But the harm had been done.
Just as Master Gibble drew breath, inflating himself to give vent to more scathing bile, a tremendous crashing thundered through the trees.
“Run!” Finnen cried.
Terser Gibble flicked his head left and right as they dodged around him.
“Come back here!” he commanded. “What is...?”
Then he saw them—the thorn ogres. Shrieking ferociously, they lurched into view, and the tutor of the werlings gave a strangled squeal of terror.
Whooping screeches sailed from the ogres’ lips when their baleful eyes fell upon the petrified creature before them.
“Bloodkill!” Chokerstick boomed. “Bite—rend.”
“Snaggart catch—Snaggart snap!” the imp crowed, trying to squeeze between them. “Snaggart want!”
Master Gibble was too stricken with horror and fear to move. The abhorrent spectacle of the marauding nightmares was beyond anything he had ever encountered, and he was rooted to the spot.

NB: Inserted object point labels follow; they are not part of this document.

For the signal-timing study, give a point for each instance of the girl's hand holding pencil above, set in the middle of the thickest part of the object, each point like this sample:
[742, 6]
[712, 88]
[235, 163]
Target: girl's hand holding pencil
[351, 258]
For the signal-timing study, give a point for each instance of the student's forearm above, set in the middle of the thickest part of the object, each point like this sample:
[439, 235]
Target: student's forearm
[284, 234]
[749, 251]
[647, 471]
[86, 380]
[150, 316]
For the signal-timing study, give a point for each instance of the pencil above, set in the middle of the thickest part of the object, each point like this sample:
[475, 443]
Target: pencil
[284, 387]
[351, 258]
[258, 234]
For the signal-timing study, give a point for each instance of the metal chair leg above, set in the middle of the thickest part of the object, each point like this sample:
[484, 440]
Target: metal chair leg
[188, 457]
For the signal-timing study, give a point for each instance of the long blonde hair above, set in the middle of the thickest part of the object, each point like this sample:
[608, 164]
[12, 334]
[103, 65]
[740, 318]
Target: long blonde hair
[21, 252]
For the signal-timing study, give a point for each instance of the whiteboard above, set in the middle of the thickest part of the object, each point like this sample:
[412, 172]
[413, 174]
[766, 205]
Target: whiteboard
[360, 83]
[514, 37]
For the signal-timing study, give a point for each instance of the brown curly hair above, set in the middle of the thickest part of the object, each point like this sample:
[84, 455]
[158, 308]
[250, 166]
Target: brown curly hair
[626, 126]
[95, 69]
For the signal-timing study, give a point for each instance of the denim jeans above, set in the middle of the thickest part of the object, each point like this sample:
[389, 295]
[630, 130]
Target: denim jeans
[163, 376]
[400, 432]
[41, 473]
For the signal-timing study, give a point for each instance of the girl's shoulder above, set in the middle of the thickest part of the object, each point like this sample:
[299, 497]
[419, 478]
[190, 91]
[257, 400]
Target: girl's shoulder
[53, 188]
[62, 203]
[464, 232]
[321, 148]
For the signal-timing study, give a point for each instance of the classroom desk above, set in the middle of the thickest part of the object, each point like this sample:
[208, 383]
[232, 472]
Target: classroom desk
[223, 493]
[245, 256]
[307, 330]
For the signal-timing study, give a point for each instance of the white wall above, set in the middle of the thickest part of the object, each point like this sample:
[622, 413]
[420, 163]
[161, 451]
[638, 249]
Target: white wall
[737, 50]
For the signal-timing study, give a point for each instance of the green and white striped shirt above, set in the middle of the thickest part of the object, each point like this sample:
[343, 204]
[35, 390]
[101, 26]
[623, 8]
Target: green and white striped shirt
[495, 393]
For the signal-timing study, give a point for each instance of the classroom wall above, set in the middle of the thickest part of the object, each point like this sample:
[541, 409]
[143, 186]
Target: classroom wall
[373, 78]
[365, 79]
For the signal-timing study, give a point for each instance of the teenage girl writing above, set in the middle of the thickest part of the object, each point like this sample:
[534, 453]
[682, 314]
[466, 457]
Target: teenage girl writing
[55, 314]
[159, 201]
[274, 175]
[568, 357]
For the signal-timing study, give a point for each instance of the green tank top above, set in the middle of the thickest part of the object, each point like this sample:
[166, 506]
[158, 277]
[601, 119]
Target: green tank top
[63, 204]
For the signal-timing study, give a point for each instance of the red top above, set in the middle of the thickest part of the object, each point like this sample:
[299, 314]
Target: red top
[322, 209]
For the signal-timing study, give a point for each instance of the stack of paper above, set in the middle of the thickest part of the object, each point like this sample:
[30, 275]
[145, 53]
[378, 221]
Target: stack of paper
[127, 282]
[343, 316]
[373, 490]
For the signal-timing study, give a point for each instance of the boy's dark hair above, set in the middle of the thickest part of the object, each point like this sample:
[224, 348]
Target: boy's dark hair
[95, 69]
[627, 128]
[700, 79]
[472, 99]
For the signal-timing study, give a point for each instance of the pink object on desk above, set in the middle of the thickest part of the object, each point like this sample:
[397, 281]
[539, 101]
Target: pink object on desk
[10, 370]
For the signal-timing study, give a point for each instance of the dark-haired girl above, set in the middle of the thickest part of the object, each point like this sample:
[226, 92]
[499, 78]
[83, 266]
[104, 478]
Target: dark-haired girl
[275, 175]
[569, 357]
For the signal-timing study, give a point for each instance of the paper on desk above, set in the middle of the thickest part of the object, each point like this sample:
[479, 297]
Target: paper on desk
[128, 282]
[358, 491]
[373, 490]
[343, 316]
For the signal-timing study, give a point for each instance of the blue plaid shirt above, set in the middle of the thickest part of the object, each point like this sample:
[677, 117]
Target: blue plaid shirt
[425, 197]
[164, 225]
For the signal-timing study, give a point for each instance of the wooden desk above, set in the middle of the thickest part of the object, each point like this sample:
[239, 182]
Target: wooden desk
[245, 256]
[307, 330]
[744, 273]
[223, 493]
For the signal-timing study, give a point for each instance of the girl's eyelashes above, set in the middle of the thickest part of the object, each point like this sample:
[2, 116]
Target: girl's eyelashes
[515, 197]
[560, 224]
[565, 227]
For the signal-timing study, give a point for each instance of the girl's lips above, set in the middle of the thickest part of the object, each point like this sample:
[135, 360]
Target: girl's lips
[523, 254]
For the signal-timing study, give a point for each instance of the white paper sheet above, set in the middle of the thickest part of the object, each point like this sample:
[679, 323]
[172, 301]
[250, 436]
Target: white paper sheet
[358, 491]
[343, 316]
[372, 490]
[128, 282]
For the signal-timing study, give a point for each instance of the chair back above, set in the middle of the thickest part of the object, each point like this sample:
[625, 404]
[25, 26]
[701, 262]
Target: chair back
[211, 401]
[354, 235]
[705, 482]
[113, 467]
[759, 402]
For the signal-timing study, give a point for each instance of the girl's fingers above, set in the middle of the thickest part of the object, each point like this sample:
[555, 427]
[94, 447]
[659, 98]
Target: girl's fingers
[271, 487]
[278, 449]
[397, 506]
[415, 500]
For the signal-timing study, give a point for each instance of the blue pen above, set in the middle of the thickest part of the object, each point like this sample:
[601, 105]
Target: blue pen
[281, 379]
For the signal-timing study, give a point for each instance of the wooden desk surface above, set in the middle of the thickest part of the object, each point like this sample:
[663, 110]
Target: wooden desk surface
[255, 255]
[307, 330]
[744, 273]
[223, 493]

Every eluding tactic and escaping maneuver froze in his brain, and his own teachings and strategies were completely forgotten.
One single, panic-free thought would wergle him into a bird and he could flee to safety in the sky; a stoat could outrun those bowed legs, a mole could delve beyond their groping reach—but no. Terser Gibble was in such a blind funk, he dithered, he clucked hopelessly, he fluttered his hands before his face, his nostrils piped a ghastly mewing—and the ogres seized him.
Krakkwhipp clapped its claws about the twitching tutor and lifted him to its widening jaws.
“Nooo!” Master Gibble screamed, thrashing his arms before the monster’s repulsive face. “Help! Save me. Save me!”
Pelting up the trail, Gamaliel and Finnen heard his cries, and only then did they realize that he was not running behind them.
Skidding to a stop, they turned and beheld the Wergle Masters deadly plight. Up to the waiting fangs he was drawn, his shrieks gargling in his throat as the ogre’s claws tightened about him.
“Finnen!” Gamaliel wailed, shielding his eyes. “I can’t look!”
Courageously his friend started to run back, desperately wondering which animal shape would best serve him.
Krakkwhipp’s mouth was as wide as it could stretch and Terser Gibble’s long nose was already halfway inside, when suddenly Chokerstick yanked his captor’s arm and the tutor was pulled into the air again.
“You not have!”
Chokerstick protested. “Krakkwhipp drink much ironhead blood. Give sweetmeat to Chokerstick.”
Krakkwhipp curled its dribbling lips back and wrested the branchlike arm free again.
“Krakkwhipp eat,” it vowed with a threatening clack of its tongue.
Ducking beneath them and licking its own fangs when it viewed Master Gibble, Snaggart hopped and skipped before their faces.
“No bite—no eat!” the imp yapped. “Not yet—not yet! Hear it squeal—hear it squeal. Must be asked—must be asked. Owl will want—yes, it will. It say bring any with speech. Krakkwhipp must take—must take, or Witch-mother will know.”
“Witchmother...,” the ogre moaned.
“She blast Krakkwhipp!” Chokerstick cackled. “Scorch and flame—Krakkwhipp burn!”
The ogre shuddered, and his branches clattered together in dread. Then, staring at the werling in its clutches, it grunted. “Bloodkill wait. Let owl ask—then Krakkwhipp bite.”
Snaggart rubbed his own claws together. Once the messenger of the High Lady had questioned the creature, it would prize it away from Krakkwhipp with its precious little knife and see how it tasted.
With Master Gibble still whining and begging for mercy, the thorn ogres turned about and headed back through the trees.
“Spare me!” the tutor pleaded. “Spare me, please!”
Behind them, Finnen jogged to a stop and Gamaliel came puffing up to his side.
“Where are they taking him?” Kernella’s brother asked. “What were those horrible things?”
Finnen shook his head. “I don’t know,” he murmured, answering both questions. “But we can’t just let him be carted off like that. I have to save him if I can. You go back and tell the others, I’ll follow these horrors and wait for a chance.”
“No, you don’t, Finnen Lufkin!” Gamaliel refused. “You’re going nowhere on your own. I’m coming with you.”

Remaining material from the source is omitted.